The Large-Scale Analysis of Books
EECS Colloquium
Wednesday, November 30, 2016
306 Soda Hall (HP Auditorium)
4:00 – 5:00 p
David Bamman
Assistant Professor, School of Information
UC Berkeley

David Bamman speaks on Challenges in the Computational Analysis of Large Book Corpora, 11/30/16
Abstract
With the rise of large-scale digitization efforts over the past ten years (such as those by Google Books, the HathiTrust, and the Internet Archive), we now have access to large textual datasets preserving our cultural record in the form of printed books. These text collections have driven research at the intersection of computational methods and the humanities, exploiting advances made over past thirty years in natural language processing and machine learning,
In this talk, I’ll outline some of the opportunities this data presents for research in “distant reading” (such as modeling the changing portrayal of women as fictional characters over time), and focus on the computational challenges involved in using this data for historical analysis. While much research in NLP has been heavily optimized to the domain of contemporary newswire, far less has addressed historical and literary texts written in a variety of languages and dialects, each with long, complex structure and noisy records of production.
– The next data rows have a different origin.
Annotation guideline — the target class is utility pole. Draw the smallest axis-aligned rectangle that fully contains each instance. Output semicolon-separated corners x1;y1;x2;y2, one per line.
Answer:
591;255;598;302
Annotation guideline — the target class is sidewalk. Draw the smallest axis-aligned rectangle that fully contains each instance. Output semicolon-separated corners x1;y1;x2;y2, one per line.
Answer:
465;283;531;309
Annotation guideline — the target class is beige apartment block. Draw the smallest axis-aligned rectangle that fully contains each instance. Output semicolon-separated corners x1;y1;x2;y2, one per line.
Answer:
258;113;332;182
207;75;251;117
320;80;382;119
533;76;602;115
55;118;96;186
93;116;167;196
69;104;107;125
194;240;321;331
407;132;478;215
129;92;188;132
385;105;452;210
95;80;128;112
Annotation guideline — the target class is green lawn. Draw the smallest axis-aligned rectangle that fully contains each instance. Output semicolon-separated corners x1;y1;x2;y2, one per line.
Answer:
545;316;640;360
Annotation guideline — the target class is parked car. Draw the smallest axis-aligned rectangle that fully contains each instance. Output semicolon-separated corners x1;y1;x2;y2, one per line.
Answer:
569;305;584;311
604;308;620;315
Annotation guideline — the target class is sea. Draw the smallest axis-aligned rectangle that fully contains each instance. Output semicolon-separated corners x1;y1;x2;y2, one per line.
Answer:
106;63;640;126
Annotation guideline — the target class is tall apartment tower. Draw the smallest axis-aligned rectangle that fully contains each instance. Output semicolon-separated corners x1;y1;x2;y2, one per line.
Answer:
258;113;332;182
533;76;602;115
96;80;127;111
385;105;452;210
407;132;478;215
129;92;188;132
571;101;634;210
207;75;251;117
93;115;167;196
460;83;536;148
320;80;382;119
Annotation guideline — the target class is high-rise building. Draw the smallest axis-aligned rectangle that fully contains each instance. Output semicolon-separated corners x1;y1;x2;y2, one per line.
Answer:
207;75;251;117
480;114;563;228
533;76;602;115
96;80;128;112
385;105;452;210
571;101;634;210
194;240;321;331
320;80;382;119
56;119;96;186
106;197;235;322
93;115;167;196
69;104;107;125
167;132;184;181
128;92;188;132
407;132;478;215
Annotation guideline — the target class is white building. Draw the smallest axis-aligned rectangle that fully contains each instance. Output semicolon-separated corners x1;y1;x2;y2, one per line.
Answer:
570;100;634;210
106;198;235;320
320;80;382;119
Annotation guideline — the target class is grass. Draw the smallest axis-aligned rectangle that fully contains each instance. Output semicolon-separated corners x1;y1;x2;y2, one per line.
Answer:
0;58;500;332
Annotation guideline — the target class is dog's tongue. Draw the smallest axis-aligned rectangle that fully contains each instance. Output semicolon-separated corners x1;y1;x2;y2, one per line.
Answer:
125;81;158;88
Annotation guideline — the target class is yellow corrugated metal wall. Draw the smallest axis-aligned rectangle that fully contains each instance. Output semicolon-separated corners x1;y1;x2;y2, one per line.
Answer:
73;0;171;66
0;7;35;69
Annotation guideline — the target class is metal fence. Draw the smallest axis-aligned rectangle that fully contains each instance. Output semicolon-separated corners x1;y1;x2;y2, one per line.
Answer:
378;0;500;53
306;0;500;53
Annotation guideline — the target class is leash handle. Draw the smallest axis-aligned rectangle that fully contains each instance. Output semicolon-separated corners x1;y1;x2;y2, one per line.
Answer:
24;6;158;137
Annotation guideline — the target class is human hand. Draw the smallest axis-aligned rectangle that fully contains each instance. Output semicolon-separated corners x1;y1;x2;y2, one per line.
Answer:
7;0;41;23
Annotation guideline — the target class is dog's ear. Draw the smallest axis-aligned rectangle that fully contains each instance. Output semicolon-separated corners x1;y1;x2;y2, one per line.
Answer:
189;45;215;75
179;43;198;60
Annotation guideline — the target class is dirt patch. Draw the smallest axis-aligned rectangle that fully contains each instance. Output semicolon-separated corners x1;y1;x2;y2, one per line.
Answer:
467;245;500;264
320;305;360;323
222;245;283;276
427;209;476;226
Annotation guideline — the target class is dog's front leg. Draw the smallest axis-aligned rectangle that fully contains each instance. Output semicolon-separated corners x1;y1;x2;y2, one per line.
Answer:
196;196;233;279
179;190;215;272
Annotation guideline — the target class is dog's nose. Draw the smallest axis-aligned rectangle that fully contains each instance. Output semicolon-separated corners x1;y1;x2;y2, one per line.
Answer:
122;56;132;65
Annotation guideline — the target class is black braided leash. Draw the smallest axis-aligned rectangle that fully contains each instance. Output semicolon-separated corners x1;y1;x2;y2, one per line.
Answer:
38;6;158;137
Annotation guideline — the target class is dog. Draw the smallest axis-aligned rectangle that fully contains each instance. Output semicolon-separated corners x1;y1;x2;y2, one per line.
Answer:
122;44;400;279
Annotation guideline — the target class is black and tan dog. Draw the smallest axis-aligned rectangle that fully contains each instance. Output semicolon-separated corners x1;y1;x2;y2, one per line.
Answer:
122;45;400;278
While these challenges inhibit out-of-the-box analysis, they present opportunities for collaborative research engaging both humanists and computer scientists; I’ll discuss progress made to date toward solving them.
Biography
David Bamman is an assistant professor in the School of Information at UC Berkeley, where he works on applying natural language processing and machine learning to empirical questions in the humanities and social sciences. Before Berkeley, David received his PhD from the School of Computer Science at Carnegie Mellon University.